# 942 manual timer freeze



## promitiusx (Jan 31, 2007)

Starting today every time I try to set a manual timer on my 942 it freezes while loading the setup screen right after pressing the manual timer button, and then does a reboot. When it comes back up I have 259 Digital/analog local channels rather than the 16 I had before the reboot. My software version is L2.89


----------



## savecal (Mar 3, 2005)

promitiusx said:


> Starting today every time I try to set a manual timer on my 942 it freezes while loading the setup screen right after pressing the manual timer button, and then does a reboot. When it comes back up I have 259 Digital/analog local channels rather than the 16 I had before the reboot. My software version is L2.89


Yes, with the new L2.89, I've got a whole bunch of bogus analog with a few bogus digitals that have shown up located above my last highest analog channel 50. I've not yet tried the manual timer, since the update, but my 942 did already reboot itself once when I tried to manually move to satellite channel 135. Fortunately, I was able to scroll up to get it without the reboot.


----------



## CABill (Mar 20, 2005)

I did set a manual timer for 12-12:30, let it fire and then stopped it w/o a problem. But I only got a few extra OTA channels added. I'd try to delete a bunch of the 259 you have to see if that is the cause of the manual timer reboot.


----------



## promitiusx (Jan 31, 2007)

CABill said:


> I did set a manual timer for 12-12:30, let it fire and then stopped it w/o a problem. But I only got a few extra OTA channels added. I'd try to delete a bunch of the 259 you have to see if that is the cause of the manual timer reboot.

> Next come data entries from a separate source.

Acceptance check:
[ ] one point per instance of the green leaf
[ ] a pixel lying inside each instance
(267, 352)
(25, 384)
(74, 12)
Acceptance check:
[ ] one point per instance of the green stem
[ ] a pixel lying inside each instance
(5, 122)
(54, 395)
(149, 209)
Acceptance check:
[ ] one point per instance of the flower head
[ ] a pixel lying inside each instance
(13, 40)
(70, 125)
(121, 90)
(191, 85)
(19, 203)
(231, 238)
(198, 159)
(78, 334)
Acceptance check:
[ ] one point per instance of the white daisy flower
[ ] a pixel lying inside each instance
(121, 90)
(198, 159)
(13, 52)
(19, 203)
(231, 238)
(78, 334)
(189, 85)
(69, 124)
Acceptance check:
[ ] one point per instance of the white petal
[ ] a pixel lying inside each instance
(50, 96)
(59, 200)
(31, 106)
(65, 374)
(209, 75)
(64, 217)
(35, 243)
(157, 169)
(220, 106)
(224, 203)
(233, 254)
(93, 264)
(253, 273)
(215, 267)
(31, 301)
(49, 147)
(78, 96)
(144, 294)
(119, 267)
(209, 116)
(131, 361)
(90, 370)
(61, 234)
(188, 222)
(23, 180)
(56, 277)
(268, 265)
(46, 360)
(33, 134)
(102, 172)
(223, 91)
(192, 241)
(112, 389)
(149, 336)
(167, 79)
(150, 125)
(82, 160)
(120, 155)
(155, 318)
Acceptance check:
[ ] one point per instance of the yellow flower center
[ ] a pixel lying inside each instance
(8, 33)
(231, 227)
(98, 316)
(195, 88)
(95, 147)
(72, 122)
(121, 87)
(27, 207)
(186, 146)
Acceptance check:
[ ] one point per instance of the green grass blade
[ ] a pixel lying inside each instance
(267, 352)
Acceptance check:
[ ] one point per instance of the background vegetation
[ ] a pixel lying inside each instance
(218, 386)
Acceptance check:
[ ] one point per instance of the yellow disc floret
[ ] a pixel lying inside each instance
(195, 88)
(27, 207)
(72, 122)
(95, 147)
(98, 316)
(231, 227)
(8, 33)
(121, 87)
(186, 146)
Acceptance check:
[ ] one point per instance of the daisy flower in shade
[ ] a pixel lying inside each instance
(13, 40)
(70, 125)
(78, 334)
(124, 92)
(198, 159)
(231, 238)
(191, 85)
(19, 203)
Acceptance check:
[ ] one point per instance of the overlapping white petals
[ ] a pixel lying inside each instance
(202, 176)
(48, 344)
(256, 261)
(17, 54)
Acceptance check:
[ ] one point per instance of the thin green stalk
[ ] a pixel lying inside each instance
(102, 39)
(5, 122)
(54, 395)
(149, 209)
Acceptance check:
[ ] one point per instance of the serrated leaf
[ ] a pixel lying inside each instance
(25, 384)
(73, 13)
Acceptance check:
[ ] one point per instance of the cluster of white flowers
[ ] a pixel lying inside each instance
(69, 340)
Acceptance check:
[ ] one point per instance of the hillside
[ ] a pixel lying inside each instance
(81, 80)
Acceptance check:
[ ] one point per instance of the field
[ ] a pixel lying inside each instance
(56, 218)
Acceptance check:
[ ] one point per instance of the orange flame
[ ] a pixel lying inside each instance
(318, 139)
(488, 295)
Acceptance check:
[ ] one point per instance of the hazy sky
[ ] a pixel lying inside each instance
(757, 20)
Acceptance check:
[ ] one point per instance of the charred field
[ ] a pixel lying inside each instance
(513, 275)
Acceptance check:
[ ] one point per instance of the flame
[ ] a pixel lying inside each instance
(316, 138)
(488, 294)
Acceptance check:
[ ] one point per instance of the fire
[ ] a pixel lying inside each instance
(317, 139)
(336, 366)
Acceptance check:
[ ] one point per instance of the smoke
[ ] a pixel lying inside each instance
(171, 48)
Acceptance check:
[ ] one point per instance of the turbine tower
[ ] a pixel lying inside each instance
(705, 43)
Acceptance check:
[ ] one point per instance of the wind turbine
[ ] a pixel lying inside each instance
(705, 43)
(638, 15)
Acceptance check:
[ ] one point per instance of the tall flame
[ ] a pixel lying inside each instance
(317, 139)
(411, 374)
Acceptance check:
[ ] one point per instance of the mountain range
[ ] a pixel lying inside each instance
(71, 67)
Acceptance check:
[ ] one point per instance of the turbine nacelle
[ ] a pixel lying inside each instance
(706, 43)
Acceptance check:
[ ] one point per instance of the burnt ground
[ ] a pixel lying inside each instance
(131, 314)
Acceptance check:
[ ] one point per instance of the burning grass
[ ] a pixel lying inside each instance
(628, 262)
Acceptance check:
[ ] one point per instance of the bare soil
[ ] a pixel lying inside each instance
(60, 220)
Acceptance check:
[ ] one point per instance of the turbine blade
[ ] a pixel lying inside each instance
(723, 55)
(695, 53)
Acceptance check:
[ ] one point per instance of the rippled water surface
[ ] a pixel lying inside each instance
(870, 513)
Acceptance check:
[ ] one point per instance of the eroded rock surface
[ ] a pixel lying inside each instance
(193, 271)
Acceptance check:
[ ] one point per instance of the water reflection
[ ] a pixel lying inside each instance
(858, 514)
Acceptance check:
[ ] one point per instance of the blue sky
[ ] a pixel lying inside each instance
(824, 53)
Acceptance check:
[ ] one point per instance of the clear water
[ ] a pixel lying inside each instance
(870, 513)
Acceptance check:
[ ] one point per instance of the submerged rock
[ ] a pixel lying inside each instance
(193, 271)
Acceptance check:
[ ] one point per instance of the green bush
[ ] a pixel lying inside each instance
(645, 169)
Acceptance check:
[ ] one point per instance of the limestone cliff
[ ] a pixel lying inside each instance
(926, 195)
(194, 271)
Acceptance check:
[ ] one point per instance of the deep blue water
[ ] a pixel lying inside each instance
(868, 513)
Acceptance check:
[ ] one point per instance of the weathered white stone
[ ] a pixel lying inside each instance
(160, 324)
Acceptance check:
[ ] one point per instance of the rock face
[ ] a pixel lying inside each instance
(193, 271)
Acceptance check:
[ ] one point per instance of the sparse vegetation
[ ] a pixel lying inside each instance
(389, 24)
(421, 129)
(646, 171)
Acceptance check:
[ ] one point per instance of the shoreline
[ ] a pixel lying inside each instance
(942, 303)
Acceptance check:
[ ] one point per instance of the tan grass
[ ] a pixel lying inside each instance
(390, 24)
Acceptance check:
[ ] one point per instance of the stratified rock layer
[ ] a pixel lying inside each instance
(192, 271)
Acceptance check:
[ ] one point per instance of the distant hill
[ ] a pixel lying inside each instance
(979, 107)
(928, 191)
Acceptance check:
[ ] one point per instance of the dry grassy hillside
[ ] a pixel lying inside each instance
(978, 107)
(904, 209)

The 259 garbage channel problem doesn't happen until after it reboots from the manual timer problem. I rescan locals to clear the garbage ones. I called dish, they are having me pay them to send another 942 out. The only thing thay had me try was a hard reset.


----------



## worldtrvlr (Sep 24, 2006)

I'm having these same issues. If I do a re-boot, the garbage channels go away for a while, but return withing 1/2 an hour or so. I also cannot set a manual timer, and I'm not about to pay dish for locals here since I get all of them in HD with an OTA antenna, but Dish doesn't yet carry them in my city.


----------



## Outaspace (Feb 19, 2007)

I am having the same manual timer problem and a variety of other new problems that appeared after the L289 install on Jan 30th (see my contribution to the "L289Release Notes and Discussion" thread). I have been in e-mail exchange with e* for over two weeks and they have refused to acknowledge a systemic problem. All they have told me is to buy the satellite-delivered local channels to get the OTA program guide and use that for timers.


----------



## MVL999 (May 14, 2004)

I was having the same problem. They replaced my 942. The replacement unit does not freeze when i set up a manual timer.


----------